Condamnée pour avoir tué et pillé l’or et le coltan du Congo, l’Ouganda a procédé à un premier paiement de 65 millions de dollars US au titre des réparations pour un peuple et un pays meurtris. Histoire et réflexions.

 

 

Le 23 juin 1999, la République démocratique du Congo, alors dirigée par Laurent-Désiré Kabila, a porté plainte contre le Burundi, l’Ouganda et le Rwanda à la Cour internationale de justice (La Haye), pour actes d’agression armée dans l’Est du Congo, et demandé l’obtention de réparations pour les destructions intentionnelles et les pillages, ainsi que la restitution des biens et ressources nationales dérobés au profit des Etats défendeurs respectifs.

Le 9 février 2022, la Cour internationale de justice (CIJ) a condamné Kampala à payer 325 millions de US dollars de réparations à la RDC, payables en 5 tranches de 65 millions de dollars, entre 2022 et 2026. Tout retard de paiement sera sanctionné de pénalités à hauteur de 6%.

Cet arrêt faisait suite à celui du 19 décembre 2005, établissant la responsabilité de l’Ouganda dans la violation du droit humanitaire et du principe de non recours à la force, lors de l’invasion du pays et de la guerre de 1998-2003.

 

 

 

Alors pourquoi seulement l’Ouganda? Eh bien, parce que le 15 janvier 2001, soit exactement la veille de l’assassinat de Laurent-Désiré Kabila, la RDC retirait le Burundi et le Rwanda de sa plainte, laissant Kampala seule sur le banc des accusés.

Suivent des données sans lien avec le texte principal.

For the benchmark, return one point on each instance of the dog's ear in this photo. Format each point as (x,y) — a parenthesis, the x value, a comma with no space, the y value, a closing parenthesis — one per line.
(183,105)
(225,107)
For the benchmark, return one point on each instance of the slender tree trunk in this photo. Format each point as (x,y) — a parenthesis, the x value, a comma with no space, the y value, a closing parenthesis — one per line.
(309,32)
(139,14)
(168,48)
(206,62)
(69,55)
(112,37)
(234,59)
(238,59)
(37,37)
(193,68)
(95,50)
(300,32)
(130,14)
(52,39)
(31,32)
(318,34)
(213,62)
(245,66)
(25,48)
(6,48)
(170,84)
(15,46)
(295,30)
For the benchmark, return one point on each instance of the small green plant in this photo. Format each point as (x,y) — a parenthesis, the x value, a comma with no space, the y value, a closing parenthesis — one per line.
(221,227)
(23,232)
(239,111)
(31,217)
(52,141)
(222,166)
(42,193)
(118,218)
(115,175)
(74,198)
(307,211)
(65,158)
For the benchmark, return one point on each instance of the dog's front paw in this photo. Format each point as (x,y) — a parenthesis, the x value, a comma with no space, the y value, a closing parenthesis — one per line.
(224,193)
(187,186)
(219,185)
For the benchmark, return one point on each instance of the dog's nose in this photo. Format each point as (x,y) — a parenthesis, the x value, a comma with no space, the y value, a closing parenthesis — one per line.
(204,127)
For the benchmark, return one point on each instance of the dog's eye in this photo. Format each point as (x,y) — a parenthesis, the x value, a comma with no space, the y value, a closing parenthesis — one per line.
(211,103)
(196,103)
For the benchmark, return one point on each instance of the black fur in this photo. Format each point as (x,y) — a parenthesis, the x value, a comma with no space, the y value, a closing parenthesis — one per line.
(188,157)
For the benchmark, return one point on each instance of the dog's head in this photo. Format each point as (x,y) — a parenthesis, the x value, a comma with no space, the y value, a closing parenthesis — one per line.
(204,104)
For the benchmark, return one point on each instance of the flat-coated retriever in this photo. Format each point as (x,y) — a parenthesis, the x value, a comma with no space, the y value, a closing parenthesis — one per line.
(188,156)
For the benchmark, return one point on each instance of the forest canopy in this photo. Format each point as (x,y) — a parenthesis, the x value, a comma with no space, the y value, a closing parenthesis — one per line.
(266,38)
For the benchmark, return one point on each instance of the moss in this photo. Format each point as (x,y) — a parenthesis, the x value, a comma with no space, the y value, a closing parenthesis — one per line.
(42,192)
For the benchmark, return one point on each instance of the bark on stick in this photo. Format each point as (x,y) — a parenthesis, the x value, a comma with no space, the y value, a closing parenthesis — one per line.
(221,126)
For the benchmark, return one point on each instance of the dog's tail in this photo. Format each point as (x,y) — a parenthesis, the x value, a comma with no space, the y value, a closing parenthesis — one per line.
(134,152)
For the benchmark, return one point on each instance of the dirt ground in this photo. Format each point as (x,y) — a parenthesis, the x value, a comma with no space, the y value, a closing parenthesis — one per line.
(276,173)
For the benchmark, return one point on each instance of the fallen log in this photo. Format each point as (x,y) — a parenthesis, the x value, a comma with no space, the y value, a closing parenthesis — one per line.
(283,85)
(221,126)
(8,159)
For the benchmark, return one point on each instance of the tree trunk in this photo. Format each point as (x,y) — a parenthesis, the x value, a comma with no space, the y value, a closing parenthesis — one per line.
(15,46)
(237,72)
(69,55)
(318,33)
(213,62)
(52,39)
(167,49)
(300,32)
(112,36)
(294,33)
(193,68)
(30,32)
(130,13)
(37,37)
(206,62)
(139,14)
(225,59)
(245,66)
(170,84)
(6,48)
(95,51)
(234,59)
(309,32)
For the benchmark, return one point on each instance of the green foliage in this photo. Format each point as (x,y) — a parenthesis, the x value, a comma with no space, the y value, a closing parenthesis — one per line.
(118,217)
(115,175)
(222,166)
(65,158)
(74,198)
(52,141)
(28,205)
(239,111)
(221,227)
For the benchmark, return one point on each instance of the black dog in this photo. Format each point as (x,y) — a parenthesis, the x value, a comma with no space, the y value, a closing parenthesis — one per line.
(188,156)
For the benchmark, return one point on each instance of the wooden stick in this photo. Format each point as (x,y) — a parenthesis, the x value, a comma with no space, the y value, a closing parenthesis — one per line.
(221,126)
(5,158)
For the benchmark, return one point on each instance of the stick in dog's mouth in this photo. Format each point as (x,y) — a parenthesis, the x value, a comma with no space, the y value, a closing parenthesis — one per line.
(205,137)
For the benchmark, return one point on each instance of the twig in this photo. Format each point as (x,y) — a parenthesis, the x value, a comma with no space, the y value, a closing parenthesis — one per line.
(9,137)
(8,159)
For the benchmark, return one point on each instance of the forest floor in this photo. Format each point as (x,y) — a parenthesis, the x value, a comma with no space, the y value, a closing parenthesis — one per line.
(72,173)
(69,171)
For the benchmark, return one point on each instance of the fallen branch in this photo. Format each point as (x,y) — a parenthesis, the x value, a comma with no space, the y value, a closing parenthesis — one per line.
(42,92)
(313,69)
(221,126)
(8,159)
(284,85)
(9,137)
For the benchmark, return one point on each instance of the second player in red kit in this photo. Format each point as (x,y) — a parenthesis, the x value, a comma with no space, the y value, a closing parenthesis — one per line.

La somme énoncée est supposée compenser, à hauteur de 225 millions de dollars, les 10.000 à 15.000 vies humaines perdues ou saccagées; le pillage de l’or, du diamant, du coltan, du café, du bois d’œuvre et les conséquences de l’exploitation forestière sur la faune et la flore pour 60 millions de dollars, et les dommages causés aux biens pour 40 millions de dollars.

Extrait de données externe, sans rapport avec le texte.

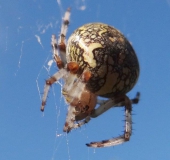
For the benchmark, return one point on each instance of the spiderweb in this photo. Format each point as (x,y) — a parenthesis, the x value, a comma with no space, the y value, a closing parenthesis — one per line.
(25,36)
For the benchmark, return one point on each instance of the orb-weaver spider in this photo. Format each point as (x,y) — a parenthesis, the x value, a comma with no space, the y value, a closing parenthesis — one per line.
(96,61)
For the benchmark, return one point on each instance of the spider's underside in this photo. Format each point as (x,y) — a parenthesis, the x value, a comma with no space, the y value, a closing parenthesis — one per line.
(97,61)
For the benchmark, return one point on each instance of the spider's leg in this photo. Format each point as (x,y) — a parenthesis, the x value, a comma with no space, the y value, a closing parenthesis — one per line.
(133,101)
(81,123)
(62,39)
(61,73)
(128,121)
(56,57)
(82,102)
(75,91)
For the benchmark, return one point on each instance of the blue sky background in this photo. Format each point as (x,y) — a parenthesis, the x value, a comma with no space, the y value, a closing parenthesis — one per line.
(26,133)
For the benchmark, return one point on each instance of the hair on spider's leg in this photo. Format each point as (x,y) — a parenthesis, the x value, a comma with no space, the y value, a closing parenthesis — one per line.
(127,131)
(48,83)
(62,39)
(59,62)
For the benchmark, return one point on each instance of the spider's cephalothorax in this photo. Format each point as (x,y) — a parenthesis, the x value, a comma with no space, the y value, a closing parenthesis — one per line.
(97,61)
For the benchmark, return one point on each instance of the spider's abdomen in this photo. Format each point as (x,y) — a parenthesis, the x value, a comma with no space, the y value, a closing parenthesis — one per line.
(108,55)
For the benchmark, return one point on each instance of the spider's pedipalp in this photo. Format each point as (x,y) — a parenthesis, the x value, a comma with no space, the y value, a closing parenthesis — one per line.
(60,74)
(97,60)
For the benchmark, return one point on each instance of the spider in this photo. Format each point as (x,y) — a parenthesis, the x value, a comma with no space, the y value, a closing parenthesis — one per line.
(97,61)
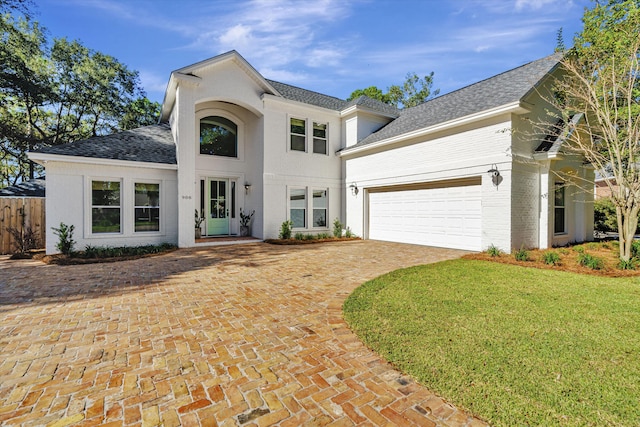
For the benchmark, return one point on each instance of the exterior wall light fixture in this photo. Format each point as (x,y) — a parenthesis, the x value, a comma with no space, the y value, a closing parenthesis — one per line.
(494,173)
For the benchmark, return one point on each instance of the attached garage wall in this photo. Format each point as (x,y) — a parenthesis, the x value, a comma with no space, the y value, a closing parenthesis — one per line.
(445,214)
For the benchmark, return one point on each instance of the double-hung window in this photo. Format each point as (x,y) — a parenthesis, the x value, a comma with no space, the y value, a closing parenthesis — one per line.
(298,207)
(319,208)
(298,134)
(319,138)
(147,207)
(106,207)
(559,206)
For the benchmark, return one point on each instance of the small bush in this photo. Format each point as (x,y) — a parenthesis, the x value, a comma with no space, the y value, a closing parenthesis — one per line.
(590,261)
(551,258)
(65,238)
(494,251)
(337,228)
(627,265)
(23,240)
(285,230)
(521,255)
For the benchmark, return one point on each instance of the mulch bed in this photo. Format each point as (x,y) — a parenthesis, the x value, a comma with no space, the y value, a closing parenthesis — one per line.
(607,251)
(305,242)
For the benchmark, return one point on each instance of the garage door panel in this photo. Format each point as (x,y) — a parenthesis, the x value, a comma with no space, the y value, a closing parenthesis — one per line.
(446,217)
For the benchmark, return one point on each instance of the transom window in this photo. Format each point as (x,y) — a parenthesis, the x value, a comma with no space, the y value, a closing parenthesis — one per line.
(105,207)
(218,137)
(147,207)
(319,138)
(298,207)
(298,134)
(319,208)
(559,206)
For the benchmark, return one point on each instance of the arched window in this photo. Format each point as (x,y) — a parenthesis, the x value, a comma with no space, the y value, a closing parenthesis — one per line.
(218,137)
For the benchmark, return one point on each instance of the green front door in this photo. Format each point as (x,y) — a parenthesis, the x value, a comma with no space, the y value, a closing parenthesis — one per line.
(218,215)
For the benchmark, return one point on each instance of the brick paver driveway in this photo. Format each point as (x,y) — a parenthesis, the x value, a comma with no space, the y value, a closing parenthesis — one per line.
(235,335)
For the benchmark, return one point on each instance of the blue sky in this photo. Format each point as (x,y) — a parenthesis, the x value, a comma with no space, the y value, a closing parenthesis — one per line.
(330,46)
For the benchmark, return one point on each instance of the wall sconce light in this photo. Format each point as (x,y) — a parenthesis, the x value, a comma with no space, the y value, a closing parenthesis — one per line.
(495,175)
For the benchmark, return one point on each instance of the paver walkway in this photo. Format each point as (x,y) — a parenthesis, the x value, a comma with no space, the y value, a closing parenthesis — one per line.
(247,335)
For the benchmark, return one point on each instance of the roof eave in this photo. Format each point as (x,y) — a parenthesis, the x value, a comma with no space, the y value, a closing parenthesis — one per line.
(44,158)
(517,107)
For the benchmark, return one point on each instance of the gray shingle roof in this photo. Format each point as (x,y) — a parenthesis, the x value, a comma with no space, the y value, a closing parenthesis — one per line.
(152,144)
(31,188)
(505,88)
(294,93)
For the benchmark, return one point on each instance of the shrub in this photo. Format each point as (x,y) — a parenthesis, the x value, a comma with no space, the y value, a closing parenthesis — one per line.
(521,255)
(337,228)
(65,238)
(285,230)
(604,215)
(627,265)
(494,251)
(590,261)
(551,258)
(23,240)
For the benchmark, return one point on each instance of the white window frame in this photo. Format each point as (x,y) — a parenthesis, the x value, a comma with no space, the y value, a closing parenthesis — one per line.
(91,206)
(560,186)
(159,207)
(306,206)
(326,138)
(291,134)
(326,209)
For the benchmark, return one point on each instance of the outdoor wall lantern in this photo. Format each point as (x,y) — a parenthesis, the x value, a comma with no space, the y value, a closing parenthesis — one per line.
(495,175)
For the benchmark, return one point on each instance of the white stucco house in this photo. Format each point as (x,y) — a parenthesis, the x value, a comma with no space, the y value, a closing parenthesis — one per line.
(460,171)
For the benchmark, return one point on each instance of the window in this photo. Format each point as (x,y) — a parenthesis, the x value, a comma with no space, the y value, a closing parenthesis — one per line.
(218,137)
(298,135)
(319,138)
(147,207)
(298,208)
(559,209)
(319,208)
(105,207)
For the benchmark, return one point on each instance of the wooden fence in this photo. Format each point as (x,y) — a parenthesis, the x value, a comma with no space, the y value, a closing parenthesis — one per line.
(12,211)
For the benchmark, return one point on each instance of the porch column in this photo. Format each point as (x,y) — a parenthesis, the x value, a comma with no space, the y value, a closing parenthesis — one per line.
(186,143)
(544,236)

La 1re tranche, d’un montant de 65 millions de dollars, a été effectivement payée par l’Ouganda le 1er septembre 2022, comme l’a confirmé le conseil des ministres de la RDC le 9 septembre 2022.

Cette somme est logée dans un compte transitoire du ministère de la Justice dans une banque locale, et ne pourra pas être décaissée jusqu’à la mise en route effective du fond spécial de réparation aux victimes et activités illicites de l’Ouganda en RDC.

L’ironie remarquable du sort est que l’armée ougandaise était de retour en RDC de novembre 2021 à mai 2022, mais cette fois aux côtés des troupes congolaises, pour combattre les miliciens sanguinaires de l’ADF (Allied Democratic Forces, affiliés à l’Etat islamique), qui sèment mort, violences et désolations au Nord Kivu.

 

 

Cette capacité de Yoweri Museveni, qui dirigeait déjà l’Ouganda au moment du déclenchement des hostilités en 1998, à s’acquitter des réparations financières, tout en menant une opération militaire conjointe avec les forces congolaises pour ramener la paix à l’Est de la RDC, est à saluer, tout autant que l’arrêt de la CIJ.

Cela doit aussi servir de leçon. Je le répète depuis des années: le combat pour l’émancipation et la dignité des peuples africains n’est pas seulement politique, militaire, diplomatique et économique. Il est également judiciaire.

Qu’attendent donc les Etats africains pour engager, devant les juridictions compétentes, des procédures en réparations contre les puissances coloniales et néocoloniales, qui ont décimé les populations et pillé le continent depuis des siècles, jusqu’à nos jours pour certaines d’entre elles?

Au vu de la durée de ces procès, et compte tenu des opportunités offertes par la situation géopolitique mondiale actuelle, il est urgent d’engager ces batailles. Ceux qui rechignent à le faire devront supporter d’être accusés de collusion avec l’ennemi d’hier et d’aujourd’hui.